The results of the study sound remarkable. “The median satisfaction score was 5 on a 5-point scale, with higher scores indicating higher satisfaction. The median decisional regret score was 0 on a 100-point scale, with lower scores indicating lower levels of regret.” Put differently, most respondents gave the best possible ratings when it comes to their feelings of satisfaction or regret.
As is often the case with research guided by political agendas, however, the devil is in the details, or lack thereof. When it comes to so-called gender-affirming care, the salient policy questions concern the ethics and efficacy of performing irreversible medical treatments on adolescents. The study does not specifically address pediatric gender medicine, but it concludes that the results “affirm the overwhelmingly low levels of regret following gender-affirming surgery.” It was CNN that used the study to criticize state age restrictions, without ever mentioning that the study provides no information about pediatric outcomes.
The influential activist organization World Professional Association of Transgender Health (WPATH) did not recommend mastectomy for minors until 2012. While a small number of mastectomies might have been performed on minors before that time, data from California that dates to 2013 show that the incidence of “gender-affirming” mastectomies on minors increased 13-fold between 2013 and 2020. This trend suggests that the vast majority of “gender-affirming” mastectomies on minors were performed after WPATH issued their guidance. However, the surgeries documented in the JAMA study occurred between January 1990 and February 2020, so the sample presumably would have included a small composition of adolescents compared with current realities. The researchers might have addressed this problem by disaggregating the results by age group, but they did not do this. Ultimately, it’s impossible to discern pediatric outcomes within their sample.
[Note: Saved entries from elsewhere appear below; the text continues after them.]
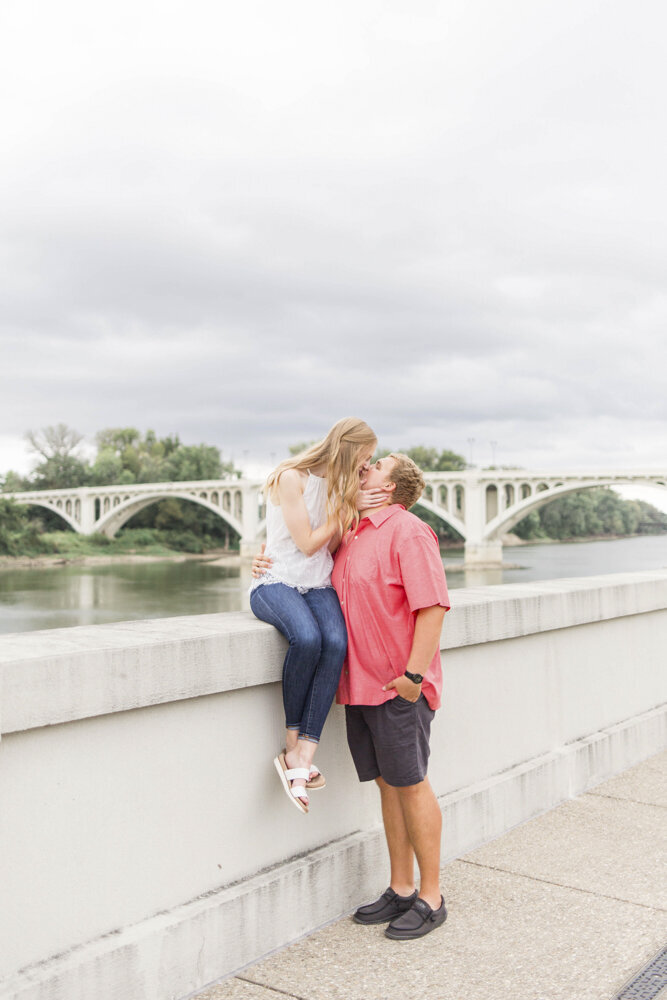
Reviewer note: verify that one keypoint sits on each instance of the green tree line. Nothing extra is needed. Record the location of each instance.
(593, 513)
(123, 456)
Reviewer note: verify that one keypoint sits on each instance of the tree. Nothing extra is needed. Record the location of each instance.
(62, 466)
(54, 442)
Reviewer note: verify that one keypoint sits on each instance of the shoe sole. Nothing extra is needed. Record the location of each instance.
(377, 920)
(413, 935)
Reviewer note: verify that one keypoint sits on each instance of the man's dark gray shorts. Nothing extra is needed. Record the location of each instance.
(391, 740)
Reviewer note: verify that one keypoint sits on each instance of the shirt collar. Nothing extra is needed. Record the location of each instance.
(379, 516)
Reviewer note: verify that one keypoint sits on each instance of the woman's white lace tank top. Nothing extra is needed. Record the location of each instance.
(290, 565)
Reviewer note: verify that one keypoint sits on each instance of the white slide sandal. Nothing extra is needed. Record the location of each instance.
(286, 774)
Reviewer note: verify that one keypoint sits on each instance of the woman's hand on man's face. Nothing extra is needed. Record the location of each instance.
(260, 563)
(370, 498)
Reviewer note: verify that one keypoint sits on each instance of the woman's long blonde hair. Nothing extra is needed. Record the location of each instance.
(340, 450)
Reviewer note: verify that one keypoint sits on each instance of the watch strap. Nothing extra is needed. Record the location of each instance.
(415, 678)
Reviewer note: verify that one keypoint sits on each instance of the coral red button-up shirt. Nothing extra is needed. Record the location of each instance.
(384, 572)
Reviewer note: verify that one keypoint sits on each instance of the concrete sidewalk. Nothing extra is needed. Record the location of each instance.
(568, 906)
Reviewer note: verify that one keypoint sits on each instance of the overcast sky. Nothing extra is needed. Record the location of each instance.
(241, 221)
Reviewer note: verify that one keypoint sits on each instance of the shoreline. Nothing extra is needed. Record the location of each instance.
(57, 561)
(222, 557)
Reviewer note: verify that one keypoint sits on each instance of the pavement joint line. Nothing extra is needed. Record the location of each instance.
(621, 798)
(273, 989)
(562, 885)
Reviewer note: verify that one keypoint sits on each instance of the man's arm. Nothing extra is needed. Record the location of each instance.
(425, 643)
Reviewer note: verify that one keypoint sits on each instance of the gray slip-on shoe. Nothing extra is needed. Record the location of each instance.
(387, 907)
(420, 919)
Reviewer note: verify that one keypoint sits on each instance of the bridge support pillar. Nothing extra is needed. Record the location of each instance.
(483, 553)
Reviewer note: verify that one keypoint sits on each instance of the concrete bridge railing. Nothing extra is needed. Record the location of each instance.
(146, 848)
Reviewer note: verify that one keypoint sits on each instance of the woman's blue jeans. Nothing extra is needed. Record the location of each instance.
(313, 625)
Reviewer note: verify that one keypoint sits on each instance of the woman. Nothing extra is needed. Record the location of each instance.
(311, 499)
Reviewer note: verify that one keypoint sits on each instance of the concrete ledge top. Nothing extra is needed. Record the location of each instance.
(59, 675)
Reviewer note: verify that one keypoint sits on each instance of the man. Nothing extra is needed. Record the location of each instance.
(391, 585)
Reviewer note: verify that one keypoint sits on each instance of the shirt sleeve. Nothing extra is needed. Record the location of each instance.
(422, 572)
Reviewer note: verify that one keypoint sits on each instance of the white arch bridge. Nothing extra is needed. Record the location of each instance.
(480, 504)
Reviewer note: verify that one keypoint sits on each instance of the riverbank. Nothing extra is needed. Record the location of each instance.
(215, 557)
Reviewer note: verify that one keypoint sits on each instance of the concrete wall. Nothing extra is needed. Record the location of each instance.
(146, 847)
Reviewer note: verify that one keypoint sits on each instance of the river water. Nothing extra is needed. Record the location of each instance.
(60, 596)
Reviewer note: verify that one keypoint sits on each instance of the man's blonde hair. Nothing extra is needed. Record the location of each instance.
(408, 478)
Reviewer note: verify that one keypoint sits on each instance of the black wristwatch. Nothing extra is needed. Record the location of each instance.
(415, 678)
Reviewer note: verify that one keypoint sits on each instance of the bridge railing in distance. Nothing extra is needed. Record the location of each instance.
(146, 847)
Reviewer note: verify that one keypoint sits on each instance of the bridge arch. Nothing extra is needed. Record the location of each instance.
(544, 494)
(53, 509)
(449, 519)
(110, 522)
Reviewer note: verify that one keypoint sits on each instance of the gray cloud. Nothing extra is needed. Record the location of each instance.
(240, 224)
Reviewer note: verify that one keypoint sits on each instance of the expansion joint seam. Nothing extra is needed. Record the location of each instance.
(271, 989)
(562, 885)
(621, 798)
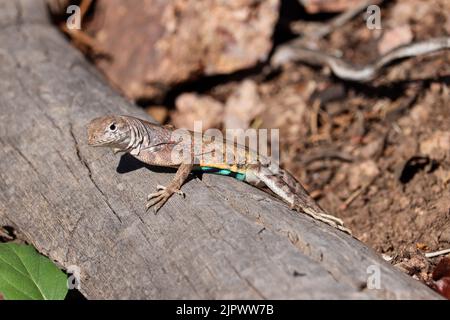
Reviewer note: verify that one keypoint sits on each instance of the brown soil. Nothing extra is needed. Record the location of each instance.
(375, 154)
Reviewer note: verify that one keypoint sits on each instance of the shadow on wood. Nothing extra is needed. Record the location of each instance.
(224, 240)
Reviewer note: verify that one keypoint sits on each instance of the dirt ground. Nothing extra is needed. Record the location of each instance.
(376, 154)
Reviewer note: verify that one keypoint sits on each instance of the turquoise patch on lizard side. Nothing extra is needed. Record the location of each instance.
(223, 172)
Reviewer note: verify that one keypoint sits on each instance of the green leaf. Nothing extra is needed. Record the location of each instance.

Worryingly—and tellingly—the authors also never address the recent meteoric growth in the number of individuals who identify as a different gender; nor do they observe that this rapid growth has been particularly acute among females. In other words, the profile of individuals undergoing a sex-change mastectomy is different from just a few years ago: much younger, and much more impressionable and vulnerable to the false promises of gender ideology.
While the study provides no information about pediatric outcomes, it oversells findings within adult patients. Among the 235 patients eligible for the study, only 59.1 percent participated in surveys. It’s entirely possible that the sentiments of those who elected to respond are very different from those who did not, a phenomenon known as nonresponse bias. The study also provides no information about why individuals were lost to follow-up. This fact raises the possibility—one that manifested in a New England Journal of Medicine study earlier this year—that suicides are treated as missing data.
Despite these obvious shortcomings, CNN not only relayed but exaggerated the study’s findings and presented them without their full context. It also incorrectly stated that “Most US medical centers follow guidelines from the World Professional Association for Transgender Health,” which requires that patients “have to be the age of majority and have significant medical or mental health concerns that are reasonably well-controlled at the time of surgery.” In fact, WPATH sets no minimum age for mastectomies, and hundreds of sex-change mastectomies (euphemistically dubbed “top surgery”) are performed on adolescents every year, including on detransitioner and Do No Harm patient advocate Chloe Cole.
Americans are waking up to the ugly truth about gender ideology and medicine. Unfortunately, there are still too many people determined to look the other way.